The plan is part of China’s urbanisation push, to have clusters leveraging the strength of first-tier cities to boost growth in less developed ones.
The US$3.6 trillion figure was based on a comparison of different cities by benchmarking GDP per capita and the current GDP per capita for Bay area cities and regions in Colliers’ report “Greater Bay Area in New Development Context”.
Even if the annual growth rate eases to 5 per cent per year,the US$3.6 trillion target could be achieved by 2037, Shih said.
The Bay area is already an important economic region, ranking as the fifth largest economy in Asia and home for 19 Fortune 500 companies as well as with the highest port throughput in the world.
The size of the Bay area’s emerging economy is comparable to Tokyo, San Francisco, and New York, according to the report.
Meanwhile, the area’s per capita GDP in 2015 at 107,011 yuan (US$16,074) was 2.2 times higher than China’s national average at 49,992 yuan, according to advisory firm CW CPA.
In 2015, the Pearl River Delta region, excluding Hong Kong and Macau, generated 9.1 per cent of China’s GDP.
Moreover, Guangdong accounted for 7.5 per cent of China’s total retail sales, yet it has only 4.3 per cent of the country’s population. The province accounts for about 11 per cent of China’s annual economic output.

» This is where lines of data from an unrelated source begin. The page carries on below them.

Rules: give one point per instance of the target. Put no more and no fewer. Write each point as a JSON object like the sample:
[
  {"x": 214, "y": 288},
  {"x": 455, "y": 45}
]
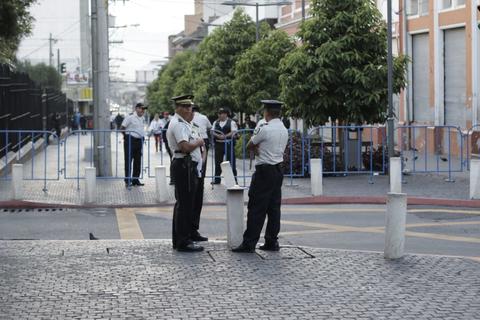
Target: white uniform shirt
[
  {"x": 155, "y": 126},
  {"x": 134, "y": 125},
  {"x": 178, "y": 130},
  {"x": 203, "y": 124},
  {"x": 271, "y": 138}
]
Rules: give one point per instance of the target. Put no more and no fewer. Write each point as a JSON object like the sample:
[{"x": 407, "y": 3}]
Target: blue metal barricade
[
  {"x": 38, "y": 150},
  {"x": 76, "y": 159},
  {"x": 348, "y": 149}
]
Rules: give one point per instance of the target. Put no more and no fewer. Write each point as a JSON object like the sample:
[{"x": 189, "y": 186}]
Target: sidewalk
[
  {"x": 112, "y": 192},
  {"x": 147, "y": 280}
]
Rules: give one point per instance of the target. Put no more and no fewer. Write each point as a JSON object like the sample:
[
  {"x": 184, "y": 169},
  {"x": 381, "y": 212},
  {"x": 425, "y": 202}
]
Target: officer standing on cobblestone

Fast economic growth and wealth creation will generate demand for real estate. The need for office space will continue to rise in the Bay area, driven by demand from finance, business services and IT industries, according to the Colliers’ report.
Office rents in Futian District will close the gap with those in Tsim Sha Tsui as it will only take 15 minutes to travel between the two districts when a new express rail link opens next year.
“Futian District rents will rise 50 per cent in the next five years,” according to the report.
Guangzhou’s rents will increase gradually with a more manageable supply pipeline.
Office leasing costs at Pearl River New City, in Guangzhou, will see 20 per cent growth in five years, according to the report.
In Hong Kong rents at Island East will increase by 20 per cent in the next five years due to decentralisation from Central and an increasing supply of new office stock.
But the report also warned that investors will need to pay attention to the decreasing yield spread due to rising capital costs in China.
Grade A office prices have been growing faster than rental rates, resulting in shrinking yields.
In the retail sector, growing disposable income and the spread of e-commerce have contributed to the changing retail landscape in the Bay area.
“The e-commerce development is much greater in Shenzhen and Guangzhou than other tier 2 and 3 cities,” the report said.
Shopping malls in Shenzhen, Guangzhou and Hong Kong will have to reposition and optimise tenant mix or adopt new strategies in the face of challenges from e-retailing, the report suggests.
Demand for additional retail space will be concentrated near residential communities in tier 2 cities due to population influx from Shenzhen and Guangzhou, Colliers said.
“Zhuhai and Zhongshan will benefit from improving accessibility and Dongguang and Huizhou will attract new investments from Shenzhen,” the report said.
Guangzhou housing prices will continue to rise steadily while Hong Kong will be more sensitive to changes in interest rates, the report forecast.
Shenzhen, however, should experience a moderate downward adjustment following the home-price spike in recent years, according to the report.
With the successful implementation of the Belt and Road Initiative and the further integration of Bay area, Hong Kong has the potential to become a top global city on par with New York and London, the report said.
The integration of GBA will further encourage cross-border e-commerce in Hong Kong and stimulate future demand for quality warehouse space.
The report warned that unless Hong Kong can increase its housing supply pipeline, property prices will keep rising as newly-weatlthy residents around the Bay areas seek homes in the city.